Complete Example: Before vs After

Before - Multiple Issues

def formula(person, period, parameters):
    # Wrong period access
    age = person("age", period)  # ❌ age/12
    assets = person("assets", period)  # ❌ assets/12
    annual_income = person("employment_income", period.this_year)
    monthly_income = annual_income / 12  # ❌ Use MONTHS_IN_YEAR

    # Hardcoded values
    min_age = 18  # ❌
    max_age = 64  # ❌
    asset_limit = 10000  # ❌
    income_limit = 2000  # ❌

    # Unnecessary intermediate variables
    age_check = (age >= min_age) & (age <= max_age)
    asset_check = assets <= asset_limit
    income_check = monthly_income <= income_limit
    eligible = age_check & asset_check & income_check

    return eligible

After - Clean and Correct

def formula(person, period, parameters):
    p = parameters(period).gov.program.eligibility

    # Correct period access
    age = person("age", period.this_year)
    assets = person("assets", period.this_year)
    monthly_income = person("employment_income", period)

    # Direct return with combined logic
    return (
        (age >= p.age_min) & (age <= p.age_max) &
        (assets <= p.asset_limit) &
        (monthly_income <= p.income_threshold)
    )

Pattern 7: Minimal Comments

Code Should Be Self-Documenting

Variable names and structure should explain the code - not comments.

Bad - Verbose explanatory comments

def formula(spm_unit, period, parameters):
    # Wisconsin disregards all earned income of dependent children (< 18)
    # Calculate earned income for adults only
    is_adult = spm_unit.members("age", period.this_year) >= 18  # Hard-coded!
    adult_earned = spm_unit.sum(
        spm_unit.members("tanf_gross_earned_income", period) * is_adult
    )

    # All unearned income is counted (including children's)
    gross_unearned = add(spm_unit, period, ["tanf_gross_unearned_income"])

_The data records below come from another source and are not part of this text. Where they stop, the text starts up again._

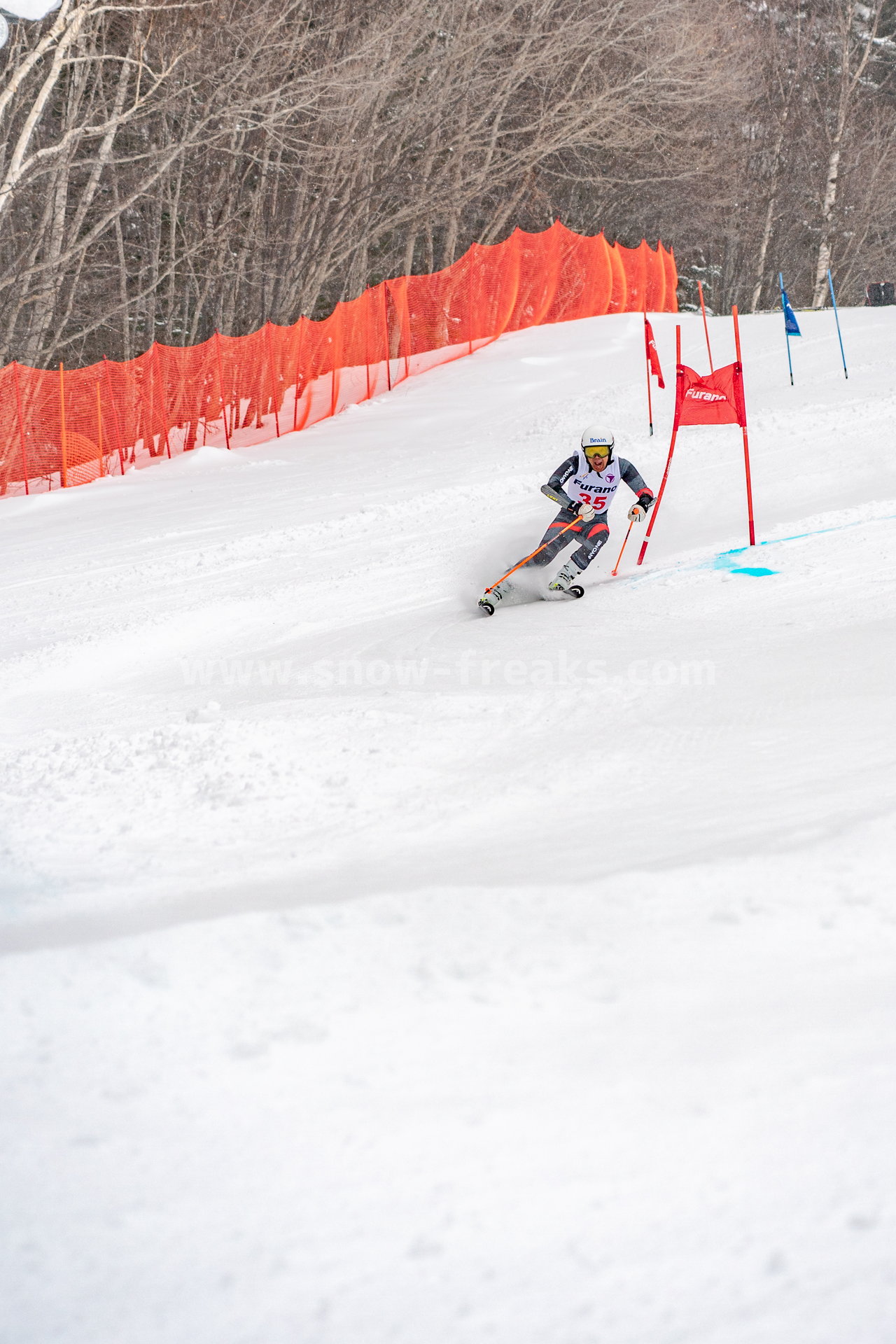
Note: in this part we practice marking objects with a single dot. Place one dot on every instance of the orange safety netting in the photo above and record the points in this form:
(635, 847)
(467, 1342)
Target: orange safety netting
(70, 426)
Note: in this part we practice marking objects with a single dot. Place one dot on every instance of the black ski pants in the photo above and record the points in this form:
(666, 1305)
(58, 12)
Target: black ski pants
(593, 537)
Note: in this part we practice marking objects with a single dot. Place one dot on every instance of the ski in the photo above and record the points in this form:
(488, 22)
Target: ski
(574, 592)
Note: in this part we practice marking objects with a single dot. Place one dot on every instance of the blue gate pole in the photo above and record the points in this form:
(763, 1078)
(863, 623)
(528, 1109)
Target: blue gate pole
(837, 320)
(780, 281)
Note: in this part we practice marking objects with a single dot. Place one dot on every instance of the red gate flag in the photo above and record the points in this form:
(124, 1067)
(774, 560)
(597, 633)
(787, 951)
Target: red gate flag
(713, 400)
(653, 359)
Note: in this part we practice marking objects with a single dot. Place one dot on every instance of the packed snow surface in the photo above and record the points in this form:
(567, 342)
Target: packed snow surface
(381, 972)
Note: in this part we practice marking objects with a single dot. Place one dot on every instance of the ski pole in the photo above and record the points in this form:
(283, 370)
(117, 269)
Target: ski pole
(538, 552)
(624, 546)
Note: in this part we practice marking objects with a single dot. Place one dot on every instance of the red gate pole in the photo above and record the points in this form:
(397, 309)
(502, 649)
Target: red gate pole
(741, 375)
(220, 382)
(647, 358)
(672, 448)
(22, 428)
(703, 309)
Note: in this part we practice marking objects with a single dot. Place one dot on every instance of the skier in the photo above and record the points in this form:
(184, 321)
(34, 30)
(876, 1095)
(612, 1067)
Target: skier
(583, 486)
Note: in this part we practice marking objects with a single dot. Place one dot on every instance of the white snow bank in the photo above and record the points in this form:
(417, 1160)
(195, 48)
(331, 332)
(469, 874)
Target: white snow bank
(391, 974)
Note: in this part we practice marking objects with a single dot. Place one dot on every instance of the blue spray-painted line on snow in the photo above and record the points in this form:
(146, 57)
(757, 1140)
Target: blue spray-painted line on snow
(724, 559)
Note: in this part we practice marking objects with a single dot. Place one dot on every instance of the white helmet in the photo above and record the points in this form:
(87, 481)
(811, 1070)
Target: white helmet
(598, 437)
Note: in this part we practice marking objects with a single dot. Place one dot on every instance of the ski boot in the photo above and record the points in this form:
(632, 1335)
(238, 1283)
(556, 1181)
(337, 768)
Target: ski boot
(562, 582)
(489, 600)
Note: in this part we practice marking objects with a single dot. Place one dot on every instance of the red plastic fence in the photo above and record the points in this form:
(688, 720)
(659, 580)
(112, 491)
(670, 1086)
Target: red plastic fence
(70, 426)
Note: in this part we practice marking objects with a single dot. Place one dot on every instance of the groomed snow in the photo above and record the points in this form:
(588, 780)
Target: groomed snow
(379, 972)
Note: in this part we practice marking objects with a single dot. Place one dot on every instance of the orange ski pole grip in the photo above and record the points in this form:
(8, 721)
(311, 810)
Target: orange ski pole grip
(622, 549)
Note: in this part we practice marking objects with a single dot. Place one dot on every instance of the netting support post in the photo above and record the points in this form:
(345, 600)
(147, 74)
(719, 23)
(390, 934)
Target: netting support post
(64, 472)
(22, 426)
(273, 384)
(99, 435)
(388, 350)
(647, 358)
(220, 387)
(162, 393)
(115, 413)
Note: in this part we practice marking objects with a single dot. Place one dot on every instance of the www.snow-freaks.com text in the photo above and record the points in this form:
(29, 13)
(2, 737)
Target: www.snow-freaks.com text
(468, 671)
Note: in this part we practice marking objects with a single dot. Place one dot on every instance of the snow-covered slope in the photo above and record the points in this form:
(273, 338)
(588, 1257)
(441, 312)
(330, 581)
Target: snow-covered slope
(382, 972)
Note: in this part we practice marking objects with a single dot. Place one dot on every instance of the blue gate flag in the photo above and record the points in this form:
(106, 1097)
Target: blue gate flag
(792, 326)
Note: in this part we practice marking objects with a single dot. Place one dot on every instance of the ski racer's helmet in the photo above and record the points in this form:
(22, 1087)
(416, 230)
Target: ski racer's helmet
(598, 442)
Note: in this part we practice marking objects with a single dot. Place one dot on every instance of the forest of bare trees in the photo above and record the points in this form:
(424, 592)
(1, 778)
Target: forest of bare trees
(186, 166)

    # NOTE: Wisconsin disregards many additional income sources that
    # are not separately tracked in PolicyEngine (educational aid, etc.)
    return max_(total_income - disregards, 0)

Good - Clean self-documenting code

def formula(spm_unit, period, parameters):
    p = parameters(period).gov.states.wi.dcf.tanf.income

    is_adult = spm_unit.members("age", period.this_year) >= p.adult_age_threshold
    adult_earned = spm_unit.sum(
        spm_unit.members("tanf_gross_earned_income", period) * is_adult
    )
    gross_unearned = add(spm_unit, period, ["tanf_gross_unearned_income"])
    child_support = add(spm_unit, period, ["child_support_received"])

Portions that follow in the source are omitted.